Uranium ‘snowflakes’ may set off explosions of lifeless stars

Tiny crystals of uranium may set off huge explosions inside a lifeless star, physicists suggest, making for a cosmic model of a thermonuclear bomb.

Expired stars referred to as white dwarfs slowly cool as they age. Within the course of, heavy components corresponding to uranium start to crystalize, forming “snowflakes” within the stars’ cores. If sufficient uranium clumps collectively — in regards to the mass of a grain of sand — it may provoke a sequence of nuclear fission reactions, or the splitting of atomic nuclei.

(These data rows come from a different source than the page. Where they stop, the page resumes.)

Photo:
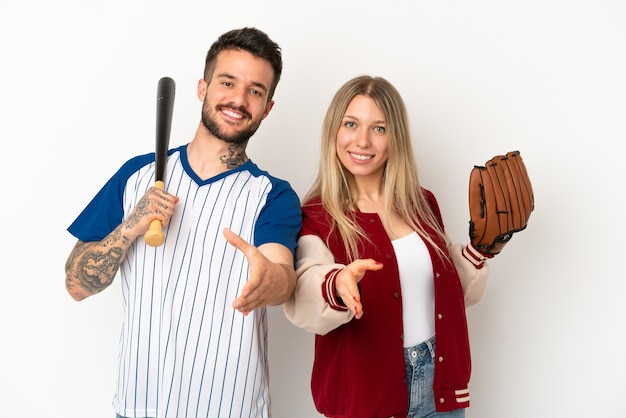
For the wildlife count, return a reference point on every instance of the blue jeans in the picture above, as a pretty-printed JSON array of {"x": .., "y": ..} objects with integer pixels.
[{"x": 420, "y": 373}]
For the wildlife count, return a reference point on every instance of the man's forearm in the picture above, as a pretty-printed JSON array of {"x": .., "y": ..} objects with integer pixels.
[{"x": 92, "y": 266}]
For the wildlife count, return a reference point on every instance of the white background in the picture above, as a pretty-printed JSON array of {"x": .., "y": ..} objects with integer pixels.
[{"x": 546, "y": 77}]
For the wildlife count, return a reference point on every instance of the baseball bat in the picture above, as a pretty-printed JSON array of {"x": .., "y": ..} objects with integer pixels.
[{"x": 166, "y": 90}]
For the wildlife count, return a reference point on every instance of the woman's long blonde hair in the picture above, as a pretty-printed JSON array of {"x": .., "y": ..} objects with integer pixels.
[{"x": 336, "y": 185}]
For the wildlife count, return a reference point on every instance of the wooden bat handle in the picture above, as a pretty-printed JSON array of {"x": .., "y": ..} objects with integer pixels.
[{"x": 154, "y": 236}]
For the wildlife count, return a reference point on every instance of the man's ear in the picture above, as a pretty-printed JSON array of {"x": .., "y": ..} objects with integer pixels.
[
  {"x": 268, "y": 107},
  {"x": 202, "y": 86}
]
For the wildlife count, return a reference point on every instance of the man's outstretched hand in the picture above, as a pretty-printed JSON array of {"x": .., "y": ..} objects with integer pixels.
[{"x": 272, "y": 276}]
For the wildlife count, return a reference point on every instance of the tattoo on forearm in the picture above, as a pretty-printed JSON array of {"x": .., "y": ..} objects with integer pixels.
[
  {"x": 95, "y": 270},
  {"x": 236, "y": 156}
]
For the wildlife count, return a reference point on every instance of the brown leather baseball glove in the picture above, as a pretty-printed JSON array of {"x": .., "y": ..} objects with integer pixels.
[{"x": 500, "y": 202}]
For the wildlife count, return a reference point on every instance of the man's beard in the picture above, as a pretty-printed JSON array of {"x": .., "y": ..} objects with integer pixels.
[{"x": 240, "y": 138}]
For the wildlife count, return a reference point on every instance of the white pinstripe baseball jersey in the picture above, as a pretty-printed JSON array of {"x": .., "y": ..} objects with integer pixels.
[{"x": 184, "y": 351}]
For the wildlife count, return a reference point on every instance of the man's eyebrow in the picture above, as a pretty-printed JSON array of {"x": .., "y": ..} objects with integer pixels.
[{"x": 232, "y": 77}]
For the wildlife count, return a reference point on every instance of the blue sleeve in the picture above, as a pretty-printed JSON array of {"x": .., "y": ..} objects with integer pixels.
[
  {"x": 281, "y": 218},
  {"x": 106, "y": 210}
]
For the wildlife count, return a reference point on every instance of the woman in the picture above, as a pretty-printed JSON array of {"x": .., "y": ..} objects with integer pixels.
[{"x": 378, "y": 281}]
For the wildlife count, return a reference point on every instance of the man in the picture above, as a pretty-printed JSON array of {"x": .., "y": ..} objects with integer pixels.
[{"x": 194, "y": 337}]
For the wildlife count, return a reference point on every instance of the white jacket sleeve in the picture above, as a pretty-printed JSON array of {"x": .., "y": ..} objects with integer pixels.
[
  {"x": 307, "y": 308},
  {"x": 473, "y": 278}
]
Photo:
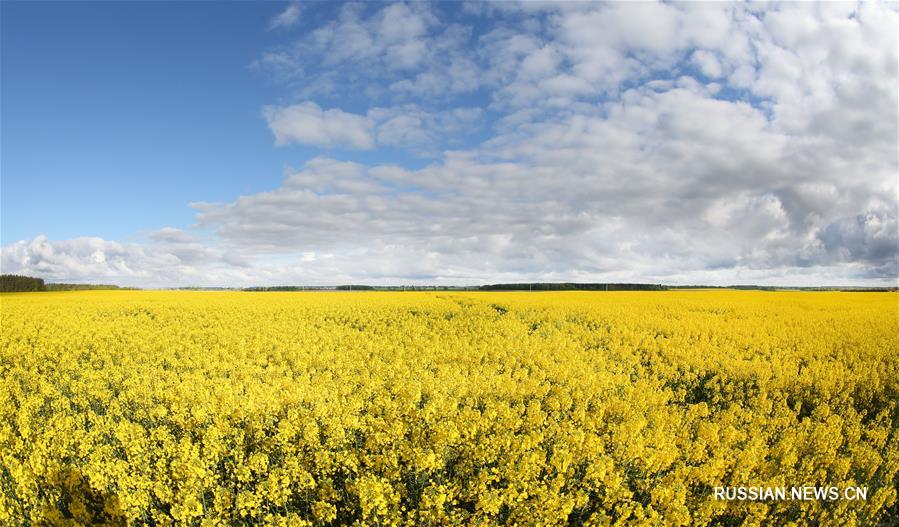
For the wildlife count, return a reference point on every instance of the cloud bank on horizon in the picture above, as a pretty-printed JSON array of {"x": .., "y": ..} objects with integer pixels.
[{"x": 681, "y": 143}]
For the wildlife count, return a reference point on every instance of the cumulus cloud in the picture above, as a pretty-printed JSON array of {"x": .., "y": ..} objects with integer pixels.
[
  {"x": 309, "y": 124},
  {"x": 407, "y": 127},
  {"x": 287, "y": 18},
  {"x": 726, "y": 143}
]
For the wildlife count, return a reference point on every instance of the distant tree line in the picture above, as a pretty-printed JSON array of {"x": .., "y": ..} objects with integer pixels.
[
  {"x": 84, "y": 287},
  {"x": 10, "y": 283},
  {"x": 570, "y": 286}
]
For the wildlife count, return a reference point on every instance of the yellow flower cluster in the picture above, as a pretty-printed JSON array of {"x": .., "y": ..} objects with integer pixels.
[{"x": 406, "y": 409}]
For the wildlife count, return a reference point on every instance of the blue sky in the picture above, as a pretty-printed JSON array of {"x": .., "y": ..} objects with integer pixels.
[
  {"x": 116, "y": 115},
  {"x": 244, "y": 143}
]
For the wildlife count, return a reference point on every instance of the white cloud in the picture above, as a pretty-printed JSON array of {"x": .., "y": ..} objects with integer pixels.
[
  {"x": 725, "y": 143},
  {"x": 407, "y": 127},
  {"x": 287, "y": 18},
  {"x": 307, "y": 123}
]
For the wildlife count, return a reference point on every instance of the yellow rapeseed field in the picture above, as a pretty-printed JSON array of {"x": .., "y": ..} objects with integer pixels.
[{"x": 406, "y": 409}]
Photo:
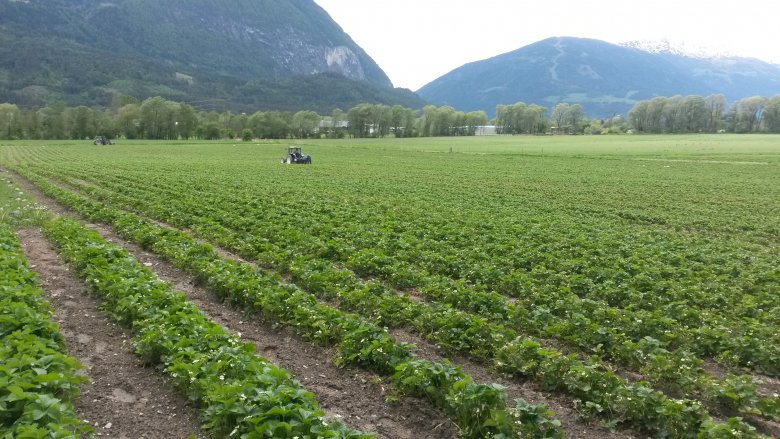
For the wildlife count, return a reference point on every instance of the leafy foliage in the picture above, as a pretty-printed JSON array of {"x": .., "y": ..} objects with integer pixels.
[{"x": 39, "y": 382}]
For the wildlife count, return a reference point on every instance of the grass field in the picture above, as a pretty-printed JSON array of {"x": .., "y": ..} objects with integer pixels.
[{"x": 597, "y": 268}]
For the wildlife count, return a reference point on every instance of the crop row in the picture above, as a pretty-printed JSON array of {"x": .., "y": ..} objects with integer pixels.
[
  {"x": 478, "y": 410},
  {"x": 39, "y": 382},
  {"x": 238, "y": 391},
  {"x": 554, "y": 310},
  {"x": 678, "y": 372},
  {"x": 654, "y": 412}
]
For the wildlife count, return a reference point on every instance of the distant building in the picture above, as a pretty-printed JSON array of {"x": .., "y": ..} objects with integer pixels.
[{"x": 486, "y": 130}]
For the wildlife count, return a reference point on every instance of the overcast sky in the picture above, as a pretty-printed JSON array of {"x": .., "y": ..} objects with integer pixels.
[{"x": 416, "y": 41}]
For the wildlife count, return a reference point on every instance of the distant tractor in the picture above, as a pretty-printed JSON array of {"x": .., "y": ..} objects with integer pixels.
[
  {"x": 296, "y": 156},
  {"x": 102, "y": 140}
]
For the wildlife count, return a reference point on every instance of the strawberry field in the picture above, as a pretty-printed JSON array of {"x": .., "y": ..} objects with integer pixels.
[{"x": 630, "y": 283}]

These reactions may increase temperatures inside the star, setting off nuclear fusion — the merging of atomic nuclei — and producing an unlimited explosion that destroys the star, two physicists calculate in a paper revealed March 29 in Bodily Evaluation Letters. The impact is akin to a hydrogen bomb, a strong thermonuclear weapon wherein fission reactions set off fusion, says Matt Caplan of Illinois State College in Regular. The state of affairs remains to be hypothetical, Caplan admits — extra analysis is required to find out if uranium snowflakes may actually spur a stellar detonation.

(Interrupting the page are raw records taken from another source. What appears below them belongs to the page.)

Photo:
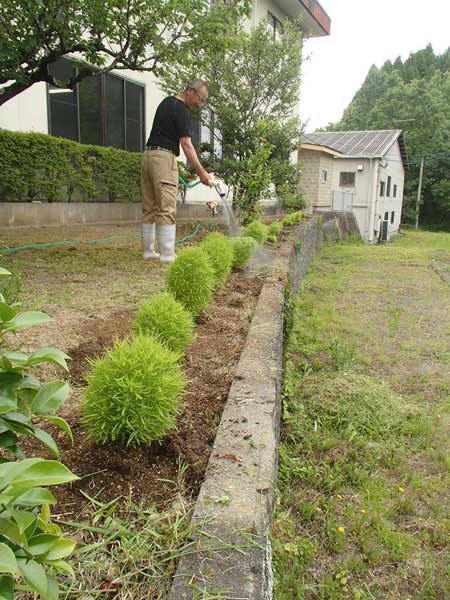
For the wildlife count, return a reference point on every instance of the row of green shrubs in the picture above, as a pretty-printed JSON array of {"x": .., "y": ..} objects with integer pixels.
[
  {"x": 134, "y": 391},
  {"x": 35, "y": 166}
]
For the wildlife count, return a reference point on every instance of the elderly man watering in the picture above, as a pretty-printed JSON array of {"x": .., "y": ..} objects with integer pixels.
[{"x": 159, "y": 172}]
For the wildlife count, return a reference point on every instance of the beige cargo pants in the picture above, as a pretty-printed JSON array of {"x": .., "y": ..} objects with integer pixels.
[{"x": 159, "y": 182}]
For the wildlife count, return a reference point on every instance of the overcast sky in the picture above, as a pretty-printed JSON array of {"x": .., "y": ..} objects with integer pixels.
[{"x": 363, "y": 33}]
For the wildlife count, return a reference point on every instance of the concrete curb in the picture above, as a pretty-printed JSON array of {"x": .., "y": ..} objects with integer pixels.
[{"x": 230, "y": 555}]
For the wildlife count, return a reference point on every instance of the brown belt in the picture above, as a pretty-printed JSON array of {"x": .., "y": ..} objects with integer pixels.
[{"x": 159, "y": 148}]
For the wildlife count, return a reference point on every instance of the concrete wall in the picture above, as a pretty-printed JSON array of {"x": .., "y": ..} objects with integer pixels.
[
  {"x": 23, "y": 214},
  {"x": 309, "y": 162},
  {"x": 229, "y": 544}
]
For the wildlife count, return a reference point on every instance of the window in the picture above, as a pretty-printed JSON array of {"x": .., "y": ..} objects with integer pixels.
[
  {"x": 275, "y": 25},
  {"x": 347, "y": 179},
  {"x": 204, "y": 131},
  {"x": 105, "y": 110},
  {"x": 388, "y": 188}
]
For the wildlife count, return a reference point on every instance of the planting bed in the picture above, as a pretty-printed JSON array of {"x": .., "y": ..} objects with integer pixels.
[{"x": 147, "y": 473}]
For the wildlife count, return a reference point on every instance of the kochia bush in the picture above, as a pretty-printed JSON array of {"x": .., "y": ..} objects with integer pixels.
[
  {"x": 220, "y": 253},
  {"x": 191, "y": 279},
  {"x": 256, "y": 230},
  {"x": 166, "y": 319},
  {"x": 133, "y": 392},
  {"x": 243, "y": 248}
]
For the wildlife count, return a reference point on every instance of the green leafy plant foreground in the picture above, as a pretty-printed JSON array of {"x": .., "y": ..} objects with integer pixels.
[
  {"x": 133, "y": 393},
  {"x": 32, "y": 548},
  {"x": 243, "y": 248},
  {"x": 165, "y": 318},
  {"x": 191, "y": 279}
]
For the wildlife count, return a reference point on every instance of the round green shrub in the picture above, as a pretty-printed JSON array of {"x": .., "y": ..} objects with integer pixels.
[
  {"x": 275, "y": 228},
  {"x": 190, "y": 279},
  {"x": 133, "y": 392},
  {"x": 256, "y": 230},
  {"x": 243, "y": 248},
  {"x": 166, "y": 319},
  {"x": 220, "y": 253}
]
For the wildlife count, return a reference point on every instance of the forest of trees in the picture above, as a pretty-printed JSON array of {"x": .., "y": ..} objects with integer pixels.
[{"x": 413, "y": 95}]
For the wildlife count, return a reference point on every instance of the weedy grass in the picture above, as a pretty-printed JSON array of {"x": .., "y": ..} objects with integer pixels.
[
  {"x": 365, "y": 453},
  {"x": 130, "y": 550}
]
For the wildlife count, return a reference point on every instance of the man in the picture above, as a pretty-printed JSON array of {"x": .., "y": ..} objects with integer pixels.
[{"x": 159, "y": 171}]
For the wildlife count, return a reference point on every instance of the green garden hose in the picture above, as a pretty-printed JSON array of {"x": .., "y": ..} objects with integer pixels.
[{"x": 97, "y": 241}]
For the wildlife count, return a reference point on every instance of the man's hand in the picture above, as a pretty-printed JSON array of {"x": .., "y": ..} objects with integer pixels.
[
  {"x": 192, "y": 157},
  {"x": 206, "y": 179}
]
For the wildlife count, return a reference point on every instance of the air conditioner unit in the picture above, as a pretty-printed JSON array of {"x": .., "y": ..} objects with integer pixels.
[{"x": 385, "y": 231}]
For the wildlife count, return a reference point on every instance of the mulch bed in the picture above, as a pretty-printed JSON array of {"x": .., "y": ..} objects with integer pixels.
[{"x": 152, "y": 473}]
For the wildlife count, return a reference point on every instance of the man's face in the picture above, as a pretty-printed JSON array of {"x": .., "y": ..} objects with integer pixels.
[{"x": 197, "y": 99}]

White dwarfs are already identified to be explosion-prone: They’re the source of blasts referred to as sort 1a supernovas. Sometimes, these explosions occur when a white dwarf pulls matter off a companion star (SN: 3/23/16). The researchers’ uranium snowflake proposal is a completely new mechanism that may clarify a small fraction of sort 1a supernovas, with out the necessity for one more star.